Miguel no estaba enfermo. Desde que era capaz de
recordar siempre se sintió distinto al resto de los niños aunque su madre le
decía que él no era ni mejor ni peor que el resto, sólo que era diferente.
Con su hermana Clara siempre a su lado para protegerle
Miguel se había dado cuenta de que ya no estaba tan claro quién cuidaba de
quién aunque cuando eran pequeños más de una vez la pequeña Clara había vuelto
a casa con la nariz sangrando porque algún niño se había metido con su hermano.
La adolescencia tampoco fue fácil ya que cuando las
hormonas comenzaron a hacer de las suyas ninguna de aquellas chicas a las que
mandaba flores y escribía poesías le correspondía siquiera con una sonrisa.
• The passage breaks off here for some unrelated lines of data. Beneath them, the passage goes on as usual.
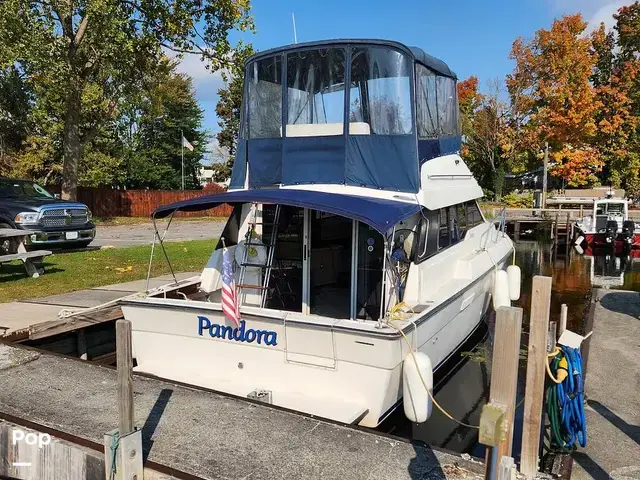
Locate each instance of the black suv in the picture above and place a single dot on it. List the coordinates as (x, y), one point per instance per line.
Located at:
(55, 223)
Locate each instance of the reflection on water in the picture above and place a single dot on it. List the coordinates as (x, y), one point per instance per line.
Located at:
(465, 389)
(573, 276)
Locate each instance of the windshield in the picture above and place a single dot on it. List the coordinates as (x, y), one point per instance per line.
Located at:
(21, 188)
(316, 81)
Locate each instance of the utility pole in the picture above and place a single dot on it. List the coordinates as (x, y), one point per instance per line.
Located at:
(544, 175)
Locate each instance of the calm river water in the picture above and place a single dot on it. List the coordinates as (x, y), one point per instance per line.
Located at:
(465, 391)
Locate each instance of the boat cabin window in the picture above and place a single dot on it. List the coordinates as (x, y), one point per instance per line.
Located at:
(264, 90)
(323, 264)
(437, 104)
(610, 209)
(445, 227)
(427, 110)
(315, 91)
(380, 90)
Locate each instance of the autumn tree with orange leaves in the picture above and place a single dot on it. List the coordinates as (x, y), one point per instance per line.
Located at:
(551, 91)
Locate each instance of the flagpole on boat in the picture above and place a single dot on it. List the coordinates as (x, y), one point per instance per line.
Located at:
(182, 155)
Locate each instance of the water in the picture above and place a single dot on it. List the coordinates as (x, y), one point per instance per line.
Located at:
(466, 388)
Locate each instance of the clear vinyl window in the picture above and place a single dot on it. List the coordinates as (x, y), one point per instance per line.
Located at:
(381, 90)
(264, 90)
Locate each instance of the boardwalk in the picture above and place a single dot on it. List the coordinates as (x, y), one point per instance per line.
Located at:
(612, 385)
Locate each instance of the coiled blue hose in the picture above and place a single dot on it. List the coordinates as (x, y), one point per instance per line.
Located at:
(565, 402)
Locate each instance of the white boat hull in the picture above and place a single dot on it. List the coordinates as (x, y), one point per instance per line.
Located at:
(348, 371)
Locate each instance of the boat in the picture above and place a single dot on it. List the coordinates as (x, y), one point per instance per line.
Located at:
(360, 257)
(608, 225)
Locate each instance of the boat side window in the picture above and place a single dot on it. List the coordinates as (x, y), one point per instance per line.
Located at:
(315, 88)
(265, 97)
(427, 113)
(231, 229)
(380, 90)
(474, 216)
(444, 232)
(427, 235)
(447, 106)
(615, 208)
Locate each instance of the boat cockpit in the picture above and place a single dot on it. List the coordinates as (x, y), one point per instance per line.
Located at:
(361, 113)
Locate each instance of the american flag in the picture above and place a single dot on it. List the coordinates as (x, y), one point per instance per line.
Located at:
(230, 306)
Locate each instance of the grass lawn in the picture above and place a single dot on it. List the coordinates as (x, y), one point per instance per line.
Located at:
(115, 221)
(66, 272)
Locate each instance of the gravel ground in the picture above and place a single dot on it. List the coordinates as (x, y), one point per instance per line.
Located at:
(142, 234)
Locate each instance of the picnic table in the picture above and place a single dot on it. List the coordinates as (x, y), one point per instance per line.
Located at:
(28, 258)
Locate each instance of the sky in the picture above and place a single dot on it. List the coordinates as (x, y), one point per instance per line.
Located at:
(473, 37)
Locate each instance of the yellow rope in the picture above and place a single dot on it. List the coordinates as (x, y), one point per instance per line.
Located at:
(394, 311)
(551, 355)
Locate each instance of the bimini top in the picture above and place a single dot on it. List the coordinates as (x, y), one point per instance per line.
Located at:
(378, 213)
(418, 54)
(365, 113)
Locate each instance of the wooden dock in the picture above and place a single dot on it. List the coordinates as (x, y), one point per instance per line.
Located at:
(194, 433)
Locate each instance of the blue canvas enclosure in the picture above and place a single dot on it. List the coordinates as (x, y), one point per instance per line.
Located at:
(351, 112)
(379, 213)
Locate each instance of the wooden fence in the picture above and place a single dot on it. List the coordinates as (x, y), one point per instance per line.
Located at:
(108, 202)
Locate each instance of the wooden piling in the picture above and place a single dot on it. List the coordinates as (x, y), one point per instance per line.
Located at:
(504, 369)
(555, 237)
(551, 337)
(537, 356)
(568, 234)
(563, 319)
(124, 361)
(81, 344)
(123, 447)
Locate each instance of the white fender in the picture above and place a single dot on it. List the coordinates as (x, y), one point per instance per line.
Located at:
(416, 400)
(515, 280)
(501, 290)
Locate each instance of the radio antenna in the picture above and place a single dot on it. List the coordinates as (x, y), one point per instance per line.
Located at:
(295, 35)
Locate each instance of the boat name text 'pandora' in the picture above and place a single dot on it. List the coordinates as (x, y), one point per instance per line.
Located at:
(239, 334)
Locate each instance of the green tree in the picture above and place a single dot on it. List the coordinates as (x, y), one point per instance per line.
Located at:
(228, 110)
(155, 155)
(97, 51)
(15, 104)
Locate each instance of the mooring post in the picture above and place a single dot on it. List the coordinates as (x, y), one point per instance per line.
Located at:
(555, 237)
(568, 234)
(123, 447)
(551, 337)
(124, 359)
(496, 420)
(534, 390)
(563, 319)
(81, 344)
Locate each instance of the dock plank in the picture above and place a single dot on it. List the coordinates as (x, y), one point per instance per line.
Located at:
(213, 436)
(612, 384)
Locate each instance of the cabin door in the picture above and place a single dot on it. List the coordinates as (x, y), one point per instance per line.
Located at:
(328, 267)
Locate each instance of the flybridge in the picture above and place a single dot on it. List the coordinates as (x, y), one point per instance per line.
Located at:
(301, 125)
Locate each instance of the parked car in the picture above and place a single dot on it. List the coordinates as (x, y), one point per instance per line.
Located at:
(56, 223)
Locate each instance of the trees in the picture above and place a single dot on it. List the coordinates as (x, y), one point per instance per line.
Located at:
(551, 91)
(15, 103)
(483, 121)
(85, 56)
(167, 112)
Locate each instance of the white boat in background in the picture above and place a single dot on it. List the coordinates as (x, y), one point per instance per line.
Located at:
(356, 240)
(608, 225)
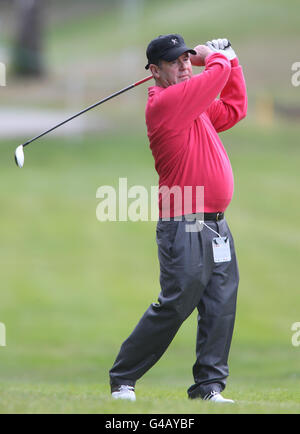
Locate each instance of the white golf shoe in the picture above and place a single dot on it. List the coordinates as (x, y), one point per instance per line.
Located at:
(123, 392)
(217, 397)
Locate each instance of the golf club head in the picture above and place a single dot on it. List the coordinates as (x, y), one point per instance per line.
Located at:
(19, 156)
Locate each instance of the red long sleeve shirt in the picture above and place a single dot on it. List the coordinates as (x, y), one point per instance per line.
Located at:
(183, 123)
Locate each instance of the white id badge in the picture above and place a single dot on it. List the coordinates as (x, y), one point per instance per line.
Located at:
(221, 249)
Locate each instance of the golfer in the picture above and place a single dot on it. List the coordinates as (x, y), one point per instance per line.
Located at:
(198, 266)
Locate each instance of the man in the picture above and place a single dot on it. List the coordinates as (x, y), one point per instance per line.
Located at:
(198, 268)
Al
principio era duro, pero como todo en su vida era cuestión de tener paciencia,
y de eso Miguel sabía mucho.
El día de su quince cumpleaños, aprovechando que le
habían concedido una plaza en un taller ocupacional, salieron a cenar, pero en medio de la cena su padre se desmayó. Fue todo muy rápido, demasiado para Miguel, que era capaz de entenderlo todo,
aunque a su ritmo, pero la enfermedad fue esta vez más rápida que él y en menos
de una semana Clara y Miguel se quedaron a cargo de su madre que por culpa del
cierre de la fábrica de automóviles sólo disponía de una ínfima pensión que no
era suficiente para los tres.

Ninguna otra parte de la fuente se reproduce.